Masyarakat khawatir seperti kasus kecelakaan reaktor nuklir di Fukushima, Jepang pada saat tsunami. Yudi menjelaskan kecelakaan tersebut dikarenakan teknologi nuklir di Jepang merupakan teknoloi generasi kedua. Disatu sisi pemerintah Jepang juga sudah meminta agar reaktor nuklir tersebut untuk ditutup. Namun tidak digubris karena memang masih menghasilkan uang.

Jadi menurut Yudi jika Indonesia memang ingin membangun reaktor nuklir haruslah memilih teknologi yang benar dan Indonesia merupakan negara yang beruntung karena teknologi nuklir saat ini sudah tergolong handal.

"Nah sekarang sudah pas, kita ingin bangun teknologi nuklir di jaman teknologi yang sudah dewasa," kata Yudi.

Yudi mengungkapkan keuntungan Indonesia membangun teknologi nuklir akan menjadikan Indonesia diperhitungkan oleh negara-negara lain.  "Bargaining power (daya tawar) kita meningkat dengan adanya PLTN. Jadi posisi kita menang," kata Yudi.

Yudi menambahkan negara-negara seperti Prancis, Jerman, Jepang, Amerika dan Inggris sudah memiliki PLTN, dan mereka sekarang menjadi negara maju. Indonesia tidak akan bisa menjadi negara maju karena tak memiliki PLTN.

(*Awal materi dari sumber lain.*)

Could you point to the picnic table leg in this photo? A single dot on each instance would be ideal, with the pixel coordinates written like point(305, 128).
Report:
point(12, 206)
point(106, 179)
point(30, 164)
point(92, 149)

Sementara ini  Indonesia masih terombang-ambing dengan keran impor minyak. Padahal Indonesia memiliki uranium terbanyak di Kalimantan sehingga sangat mudah untuk membangun teknologi nuklir. Terutama teknologi nuklir untuk memproduksi listrik. Selain di Kalimantan Barat dan Sulawesi Barat, cadangan Uranium juga berada di Papua, Bangka Belitung. Namun untuk penghasil Thorium terbanyak berada di Bangka Belitung.